Shortcuts With Chained Probabilities

jefftkFeb 18, 2021, 2:00 AM

15 points

Let’s say you’re considering an activity with a risk of death of one in a million. If you do it twice, is your risk two in a million?

Technically, it’s just under:

1 - (1 − 1/1,000,000)^2 = ~2/1,000,001

This is quite close!

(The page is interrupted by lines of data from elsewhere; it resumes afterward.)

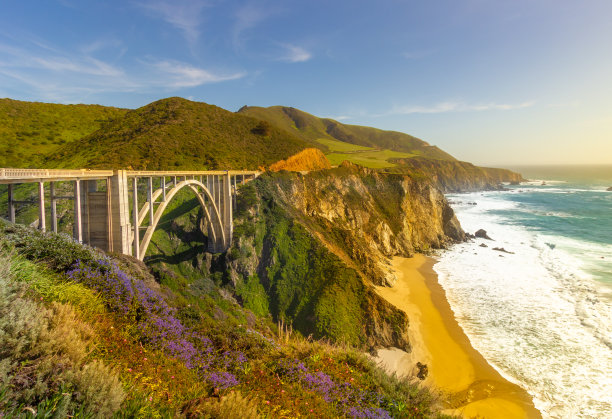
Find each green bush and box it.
[0,251,125,417]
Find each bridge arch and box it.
[134,179,229,260]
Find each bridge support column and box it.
[8,184,15,223]
[110,170,132,255]
[49,182,57,233]
[38,182,47,231]
[220,171,234,250]
[73,179,83,243]
[132,177,140,259]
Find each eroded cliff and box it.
[393,158,526,193]
[226,164,464,350]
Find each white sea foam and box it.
[435,193,612,418]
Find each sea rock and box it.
[474,228,493,240]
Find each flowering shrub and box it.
[277,359,392,418]
[66,259,241,389]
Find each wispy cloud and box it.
[0,35,246,103]
[0,44,123,76]
[400,50,434,60]
[232,2,271,49]
[322,115,353,121]
[136,0,208,43]
[153,60,246,88]
[388,101,535,115]
[279,44,312,63]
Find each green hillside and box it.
[238,106,455,168]
[45,97,317,170]
[0,99,127,167]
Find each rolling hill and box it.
[238,106,456,168]
[0,99,128,167]
[45,97,321,170]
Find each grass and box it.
[239,106,455,162]
[326,150,415,169]
[45,97,312,170]
[0,99,127,167]
[0,218,452,418]
[317,138,373,153]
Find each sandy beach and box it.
[376,255,541,418]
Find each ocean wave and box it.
[435,194,612,418]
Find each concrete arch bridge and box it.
[0,168,260,260]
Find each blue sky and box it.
[0,0,612,165]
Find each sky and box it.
[0,0,612,166]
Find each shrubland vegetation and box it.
[0,222,454,418]
[0,99,127,167]
[45,98,317,170]
[238,106,455,168]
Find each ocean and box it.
[434,166,612,418]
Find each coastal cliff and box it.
[224,163,465,351]
[392,158,526,193]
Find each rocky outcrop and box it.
[270,148,331,172]
[393,157,526,193]
[262,162,465,285]
[224,164,465,351]
[474,228,493,240]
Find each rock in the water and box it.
[474,228,493,240]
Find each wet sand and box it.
[376,255,541,418]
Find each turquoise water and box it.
[435,166,612,418]
[498,166,612,286]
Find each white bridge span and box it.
[0,168,260,260]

Approximating 1 - (1-p)^2 as p*2 was only off by 0.00005%.

On the other hand, say you roll a die twice looking for a 1:

1 - (1 − 1/6)^2 = ~31%

The approximation would have given:

1/6 * 2 = ~33%

Which is off by 8%. And if we flip a coin looking for a tails:

1/2 * 2 = 100%

Which is clearly wrong since you could get heads twice in a row.

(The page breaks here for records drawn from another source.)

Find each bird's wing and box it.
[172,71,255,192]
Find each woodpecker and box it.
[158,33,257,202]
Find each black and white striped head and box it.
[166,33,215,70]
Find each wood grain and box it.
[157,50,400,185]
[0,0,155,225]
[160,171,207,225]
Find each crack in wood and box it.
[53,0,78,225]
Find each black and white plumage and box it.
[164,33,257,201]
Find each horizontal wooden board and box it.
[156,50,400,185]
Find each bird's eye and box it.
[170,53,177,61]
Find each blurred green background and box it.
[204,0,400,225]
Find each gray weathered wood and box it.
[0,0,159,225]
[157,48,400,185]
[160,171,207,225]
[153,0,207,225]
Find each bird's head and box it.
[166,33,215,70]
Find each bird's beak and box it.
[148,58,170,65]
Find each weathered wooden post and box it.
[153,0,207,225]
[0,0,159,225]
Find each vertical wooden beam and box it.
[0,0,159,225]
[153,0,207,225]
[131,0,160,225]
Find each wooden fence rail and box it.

It seems like this shortcut is better for small probabilities; why?

If something has probability p, then the chance of it happening at least once in two independent tries is:

1 - (1-p)^2
 = 1 - (1 − 2p + p^2)
 = 1 − 1 + 2p—p^2
 = 2p—p^2

If p is very small, then p^2 is negligible, and 2p is only a very slight overestimate. As it gets larger, however, skipping it becomes more of a problem.

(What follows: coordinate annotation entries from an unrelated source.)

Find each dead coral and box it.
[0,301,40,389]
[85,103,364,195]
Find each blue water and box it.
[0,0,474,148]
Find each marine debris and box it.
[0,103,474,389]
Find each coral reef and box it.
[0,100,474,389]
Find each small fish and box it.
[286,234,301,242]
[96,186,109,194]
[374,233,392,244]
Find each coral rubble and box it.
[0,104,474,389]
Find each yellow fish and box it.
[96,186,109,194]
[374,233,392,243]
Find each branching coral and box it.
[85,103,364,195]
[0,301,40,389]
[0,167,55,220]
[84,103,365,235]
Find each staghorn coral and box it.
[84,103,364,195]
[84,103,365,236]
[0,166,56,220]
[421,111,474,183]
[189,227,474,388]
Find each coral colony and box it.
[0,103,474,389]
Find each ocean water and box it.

This is the calculation that people do when adding micromorts: you can’t die from the same thing multiple times, but your chance of death stays low enough that the inaccuracy of naively combining these probabilities is much smaller than the margin of error on our estimates.

Comment via: facebook

jefftkFeb 18, 2021, 2:00 AM

15 points

6 comments1 min readLW link

Practical Rationality

[ ]

[deleted]
- Measure Feb 18, 2021, 11:28 AM
  6 points
  Parent
  
  
  The naive approximation gives 100% chance of death for both options, but we know it’s less accurate for larger probabilities, so that should mean the two 50% risks is safer. In fact, 1 - (1 − 0.5)^2 = 75% is actually larger than 1 - (1 − 0.05)^20 = 64%. This means that the naive approximation is also bad at numerous iterations (large exponents).
- jefftk Feb 18, 2021, 7:35 PM
  4 points
  Parent
  
  With such a high chance of death I’m not using any approximations!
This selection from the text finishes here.